Here are a few ways my seminary teaching experience has been different from in the US:
- It starts at 6:30am! I am not quite sure why the school feels the need to send someone around banging on a metal pot at 5am, since breakfast isn’t served until 8--they may be encouraging students to pray. The building is unheated, so with the outside temps as low as 42 degrees and the doors to the building flung wide open, it can be pretty chilly in the classroom as the morning begins.
- Learning names is tougher. I pride myself on nailing my students’ names by the end of the second session of class at Fuller, but here, not a single name fits a category in my brain (Ligan, Anmol, Anjan, Arpan, Kusum, etc.), and I’m perpetually a bit tired, so they just aren’t lodging well.
- Technology I tend to count on just doesn’t work. I sent the students a public Dropbox folder full of scanned readings ahead of class, and didn’t learn until I got here that they’d not been able to open it, due to bandwidth limitations in the country (or something…we never quite figured out why). But, where technology is challenging, teamwork is awesome—five students gathered around my laptop at 10pm in the library, which the librarian kindly kept open until we all figured out a workaround.
- The stories are more intense. A lovely young woman in my class shared with me at lunch about how she fell from a second floor as a two-year-old, and her parents carried her down from their mountain village through the night, walking for hours to a small city with a hospital. She was in a coma for a week, and still walks with a limp. She had not been expected to live. Her parents became Christians two years later, and her father became a pastor. Their church has grown to over 200 members, with two daughter churches and a school, so when she expressed a desire to get an M.Div., her dad decided it was time he got some formal training as well. He lives in the men’s dorm for the year, she in the women’s. Very sweet to meet them both. At another meal, a student from my class shared about his work for three years in a very poor part of Nepal, monitoring the border for the ministry Becca was part of three summers ago. This is heavy, hard work—they seek to intercept girls and young women being trafficked into India. The organization has a good relationship with the local police in that city so they allow them to act on tips and interview women in cars where things look suspicious, but these women are often terrified to tell the truth. I just don’t hear stories quite like those during breaks at Fuller every day!

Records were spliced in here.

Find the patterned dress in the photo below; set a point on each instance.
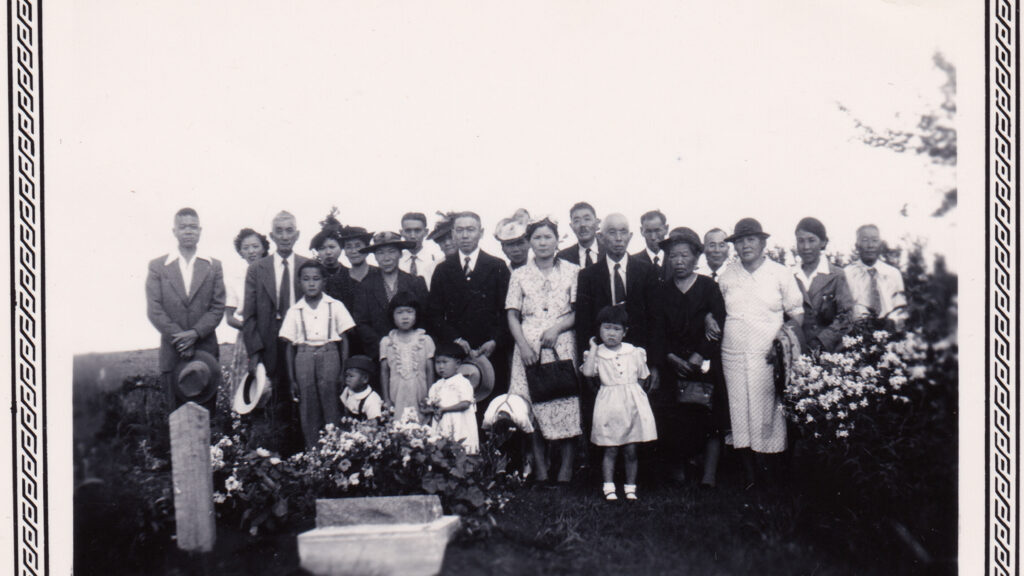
(407, 358)
(754, 305)
(543, 298)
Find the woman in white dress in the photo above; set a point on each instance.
(252, 246)
(540, 303)
(759, 295)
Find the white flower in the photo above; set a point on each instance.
(232, 484)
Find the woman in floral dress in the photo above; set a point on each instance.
(540, 303)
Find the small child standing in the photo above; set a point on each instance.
(622, 413)
(450, 401)
(406, 359)
(315, 326)
(358, 399)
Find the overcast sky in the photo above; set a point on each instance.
(711, 112)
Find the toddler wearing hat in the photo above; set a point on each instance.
(358, 399)
(450, 402)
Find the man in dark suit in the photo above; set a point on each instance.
(184, 292)
(376, 291)
(271, 287)
(467, 299)
(653, 228)
(617, 279)
(584, 221)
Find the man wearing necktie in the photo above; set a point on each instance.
(466, 304)
(653, 228)
(876, 286)
(271, 286)
(584, 221)
(185, 295)
(617, 279)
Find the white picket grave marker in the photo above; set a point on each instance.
(193, 475)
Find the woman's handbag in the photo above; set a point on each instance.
(694, 392)
(552, 380)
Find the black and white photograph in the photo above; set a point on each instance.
(589, 288)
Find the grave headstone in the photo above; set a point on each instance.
(193, 477)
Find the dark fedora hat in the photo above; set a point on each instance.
(747, 227)
(354, 233)
(385, 239)
(682, 235)
(197, 378)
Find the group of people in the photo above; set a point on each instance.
(671, 345)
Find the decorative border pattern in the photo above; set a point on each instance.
(1003, 238)
(28, 379)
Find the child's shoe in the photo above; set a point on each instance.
(609, 492)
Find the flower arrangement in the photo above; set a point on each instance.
(873, 370)
(378, 457)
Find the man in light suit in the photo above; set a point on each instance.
(185, 295)
(467, 299)
(271, 287)
(584, 221)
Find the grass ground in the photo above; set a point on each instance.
(123, 502)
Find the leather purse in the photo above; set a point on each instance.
(552, 380)
(695, 393)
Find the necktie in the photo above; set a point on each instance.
(620, 295)
(285, 295)
(873, 294)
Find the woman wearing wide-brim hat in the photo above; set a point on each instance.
(375, 292)
(759, 295)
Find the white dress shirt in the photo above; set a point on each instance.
(186, 266)
(426, 259)
(583, 253)
(659, 255)
(890, 288)
(611, 274)
(822, 268)
(472, 259)
(279, 268)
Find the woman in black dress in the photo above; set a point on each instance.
(688, 299)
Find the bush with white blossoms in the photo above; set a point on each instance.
(380, 457)
(828, 393)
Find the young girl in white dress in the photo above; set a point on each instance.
(450, 402)
(407, 353)
(622, 413)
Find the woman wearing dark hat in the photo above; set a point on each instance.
(686, 427)
(827, 302)
(759, 293)
(375, 292)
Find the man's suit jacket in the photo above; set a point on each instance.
(571, 254)
(171, 311)
(370, 307)
(472, 309)
(594, 292)
(827, 307)
(260, 323)
(663, 269)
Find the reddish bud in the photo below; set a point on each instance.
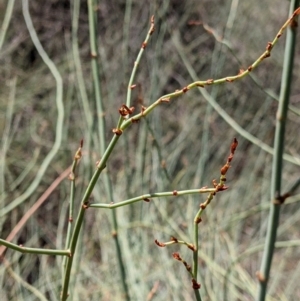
(160, 244)
(118, 132)
(185, 89)
(196, 285)
(177, 256)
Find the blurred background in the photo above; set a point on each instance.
(46, 109)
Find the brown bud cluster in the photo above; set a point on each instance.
(125, 111)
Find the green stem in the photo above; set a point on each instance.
(84, 204)
(148, 196)
(277, 159)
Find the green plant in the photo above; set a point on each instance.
(125, 120)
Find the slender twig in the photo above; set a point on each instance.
(72, 178)
(147, 197)
(276, 197)
(136, 63)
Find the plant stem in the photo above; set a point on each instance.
(277, 159)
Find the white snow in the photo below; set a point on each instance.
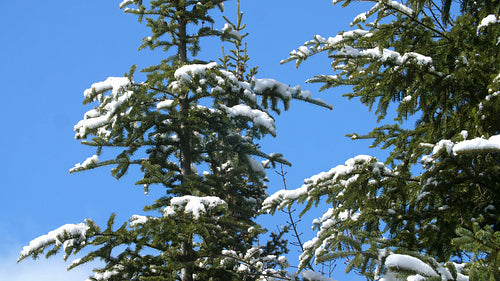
(258, 117)
(193, 205)
(136, 220)
(314, 276)
(101, 116)
(284, 198)
(478, 145)
(397, 6)
(229, 30)
(106, 275)
(406, 262)
(406, 99)
(490, 19)
(184, 73)
(255, 165)
(386, 55)
(112, 83)
(164, 104)
(92, 160)
(58, 237)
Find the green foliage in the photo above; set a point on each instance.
(187, 114)
(439, 65)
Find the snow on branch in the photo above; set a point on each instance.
(421, 267)
(108, 104)
(258, 117)
(65, 236)
(486, 21)
(88, 163)
(473, 146)
(320, 184)
(193, 205)
(188, 75)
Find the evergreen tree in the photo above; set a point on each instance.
(187, 114)
(437, 62)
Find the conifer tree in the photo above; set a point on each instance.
(187, 115)
(431, 210)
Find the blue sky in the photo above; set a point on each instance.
(51, 51)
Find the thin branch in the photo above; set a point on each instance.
(292, 222)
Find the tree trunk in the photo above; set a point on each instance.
(185, 142)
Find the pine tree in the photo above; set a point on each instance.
(187, 115)
(436, 62)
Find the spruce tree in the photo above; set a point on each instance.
(430, 211)
(187, 115)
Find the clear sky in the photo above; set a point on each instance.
(51, 51)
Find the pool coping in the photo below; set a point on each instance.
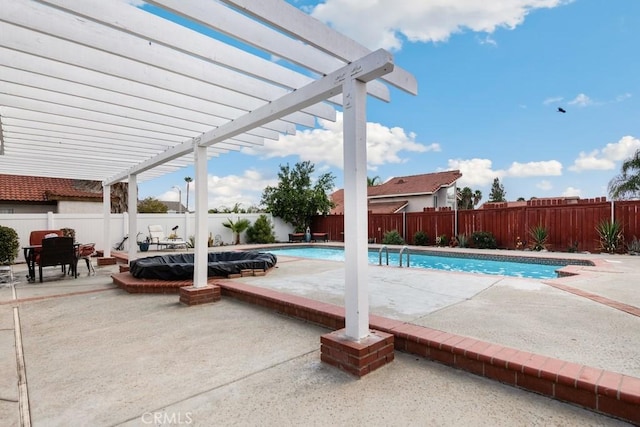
(610, 393)
(607, 392)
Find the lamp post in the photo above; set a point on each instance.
(179, 198)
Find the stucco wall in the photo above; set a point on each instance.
(79, 207)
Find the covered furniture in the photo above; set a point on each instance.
(60, 251)
(158, 238)
(85, 252)
(32, 252)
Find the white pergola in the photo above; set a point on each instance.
(104, 90)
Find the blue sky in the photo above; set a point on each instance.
(491, 76)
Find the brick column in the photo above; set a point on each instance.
(357, 358)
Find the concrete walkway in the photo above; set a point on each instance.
(95, 355)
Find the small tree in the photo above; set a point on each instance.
(627, 184)
(371, 182)
(497, 192)
(468, 199)
(9, 245)
(296, 199)
(151, 205)
(261, 231)
(484, 240)
(188, 180)
(392, 238)
(420, 238)
(237, 227)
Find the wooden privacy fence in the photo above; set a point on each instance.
(570, 223)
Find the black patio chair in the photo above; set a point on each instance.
(58, 251)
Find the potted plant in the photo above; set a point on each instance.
(9, 245)
(633, 248)
(144, 243)
(610, 234)
(539, 236)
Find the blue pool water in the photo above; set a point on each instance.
(420, 260)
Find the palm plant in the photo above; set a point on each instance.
(627, 184)
(539, 235)
(610, 233)
(237, 227)
(373, 181)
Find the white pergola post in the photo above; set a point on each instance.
(355, 209)
(201, 208)
(106, 218)
(133, 216)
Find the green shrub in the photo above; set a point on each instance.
(484, 240)
(463, 240)
(634, 247)
(392, 238)
(539, 235)
(9, 245)
(261, 231)
(610, 233)
(420, 238)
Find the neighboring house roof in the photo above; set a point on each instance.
(174, 206)
(404, 186)
(387, 207)
(428, 183)
(21, 188)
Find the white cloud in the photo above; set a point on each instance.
(478, 172)
(552, 100)
(544, 185)
(571, 192)
(623, 97)
(581, 100)
(545, 168)
(475, 172)
(606, 158)
(245, 189)
(387, 23)
(324, 145)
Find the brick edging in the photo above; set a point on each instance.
(603, 391)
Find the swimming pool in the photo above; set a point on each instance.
(467, 263)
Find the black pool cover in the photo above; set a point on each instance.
(180, 266)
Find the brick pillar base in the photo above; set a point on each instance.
(357, 358)
(190, 295)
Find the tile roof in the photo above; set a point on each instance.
(24, 188)
(428, 183)
(387, 207)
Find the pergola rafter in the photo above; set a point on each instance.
(104, 90)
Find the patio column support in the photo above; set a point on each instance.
(355, 209)
(133, 216)
(201, 220)
(106, 215)
(356, 349)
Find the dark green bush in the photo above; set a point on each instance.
(420, 238)
(392, 238)
(9, 245)
(442, 240)
(484, 240)
(261, 231)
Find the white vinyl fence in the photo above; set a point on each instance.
(90, 227)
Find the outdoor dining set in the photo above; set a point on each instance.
(49, 248)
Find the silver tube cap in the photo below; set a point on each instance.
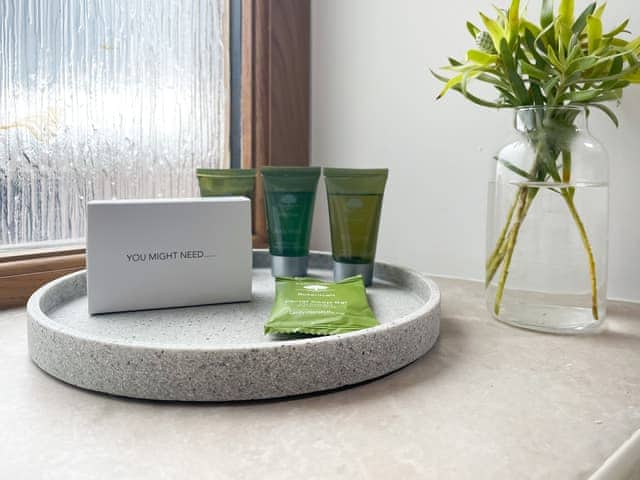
(289, 266)
(345, 270)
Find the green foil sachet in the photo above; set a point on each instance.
(315, 307)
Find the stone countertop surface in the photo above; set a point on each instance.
(489, 401)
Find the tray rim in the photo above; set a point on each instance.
(38, 315)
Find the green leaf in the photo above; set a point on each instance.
(517, 170)
(450, 83)
(473, 30)
(495, 31)
(528, 26)
(612, 116)
(584, 63)
(565, 21)
(481, 58)
(594, 32)
(554, 59)
(618, 30)
(519, 88)
(600, 11)
(546, 21)
(565, 11)
(534, 72)
(536, 94)
(633, 77)
(546, 15)
(581, 22)
(514, 19)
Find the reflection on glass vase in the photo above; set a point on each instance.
(547, 226)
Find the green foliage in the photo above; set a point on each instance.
(563, 60)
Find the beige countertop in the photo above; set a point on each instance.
(489, 401)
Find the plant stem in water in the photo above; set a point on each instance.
(568, 196)
(511, 243)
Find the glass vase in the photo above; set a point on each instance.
(547, 228)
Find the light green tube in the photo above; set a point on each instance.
(355, 204)
(226, 182)
(289, 194)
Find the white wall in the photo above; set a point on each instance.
(373, 106)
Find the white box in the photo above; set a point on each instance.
(144, 254)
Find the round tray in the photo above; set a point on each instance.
(219, 352)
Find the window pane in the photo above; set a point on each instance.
(104, 99)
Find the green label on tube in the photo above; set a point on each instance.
(289, 194)
(355, 204)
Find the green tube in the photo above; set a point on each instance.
(289, 194)
(226, 182)
(355, 205)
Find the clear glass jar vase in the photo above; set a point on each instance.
(547, 229)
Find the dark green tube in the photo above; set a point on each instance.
(289, 194)
(355, 204)
(226, 182)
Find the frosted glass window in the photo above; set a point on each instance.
(104, 99)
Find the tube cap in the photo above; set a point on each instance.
(289, 266)
(345, 270)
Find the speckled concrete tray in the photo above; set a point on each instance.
(218, 352)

Friends, I hope this somewhat jumbled set of reflections has given you a glimpse of the challenges and joys of teaching in this setting. I said in my greeting to the church this morning, “Seeing the giftedness and commitment of the young leaders in my class, I know that the future of the church in Nepal is bright.” I do fear for its future as well—repression of the church is on the rise, and they are sober about that. But God is good, and there is victory in Christ. Jaimasihi!
--Health and stamina: I don’t mean to complain about the cold but sleeping in an unheated room is wearing down my body a bit, and I am getting a cold.
--God’s direction as I prioritize what is most helpful: I have much more content-time in a typical course, and just need to pare down each lecture to what is essential, and skip some altogether.
--Connect with students: interestingly, I have connected more with the guys, who are more confident to approach me. I’d like to encourage and invest in my 6 (of 15) female students this week, as well as the guys.
--The peace and flourishing of the church in Nepal, most of all.